DELETE operations on an object are used to permanently remove that object from the storage system (metadata and data). Deleting an object is processed immediately.

Return Codes

Code Description
204 (No Content) The request succeeds
401 (Unauthorized) Invalid access token or insufficient permissions
404 (Not Found) The object does not exist

Search for Users Operation

Searching for users can be carried out by issuing a GET request to URIs of the following form:

https://hostname/v2/users/<prefix>aaitest</prefix>

The system will respond with a list (possibly empty) of users whose username starts with the given prefix.

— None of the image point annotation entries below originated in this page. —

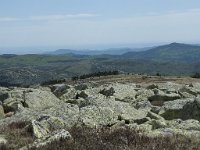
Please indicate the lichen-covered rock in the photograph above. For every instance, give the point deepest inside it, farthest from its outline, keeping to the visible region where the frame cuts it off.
(59, 89)
(97, 116)
(3, 96)
(160, 97)
(70, 94)
(45, 125)
(82, 94)
(49, 138)
(3, 139)
(40, 99)
(2, 115)
(183, 109)
(81, 87)
(107, 92)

In JSON format:


[ 
  {"username":"<prefix><rest_1>", "home":<homedir_1>},
  {"username":"<prefix><rest_2>", "home,:"<homedir_2>}
]

In XML format:


<?xml version="1.0" encoding="UTF-8"?>

<users>
  <user>
    <username>username_1</username>
    <home>homedir_1</home>    
  </user>
  <user>
    <username>username_2</username>
    <home>homedir_2</home>
  </user>
</users>

Special Containers

In addition to the Cloud Files API, the Pithos service uses special containers:

  • A container called trash contains files that have been marked for deletion, but can still be recovered by the user. The uri metadata field of the file is its original URI.
  • A container called shared contains objects of size zero or one and Content-Type of application/directory or application/file. The names of the objects are the names of files shared by the user to other users of the system. The uri metadata field of the file is the URI of the original file.
  • A container called others contains objects of size zero or one and Content-Type of application/directory or application/file. The names of the objects are the names of files that other users share with the user. The uri metadata field of the file is the URI of the original file.
  • A container called tags contains objects of size zero or one and Content-Type of application/tag. The names of the objects are the names of tags the user has defined. Tags are created and deleted by actions on the tags storage container.
  • A container called groups contains objects of Content-Type application/group. The names of the objects are the names of groups the user has defined. The contents of the objects are the users belonging in the group, with one user per line. Group creation, deletion, and manipulation is carried out by actions in the groups container.

Home Container

For each user, Pithos automatically creates a container called home, acting as the user's Home Container. The Home Container is used as the default entry point for interfaces to the user's Pithos account. A DELETE request against a user's Home Container will return 409 (Conflict).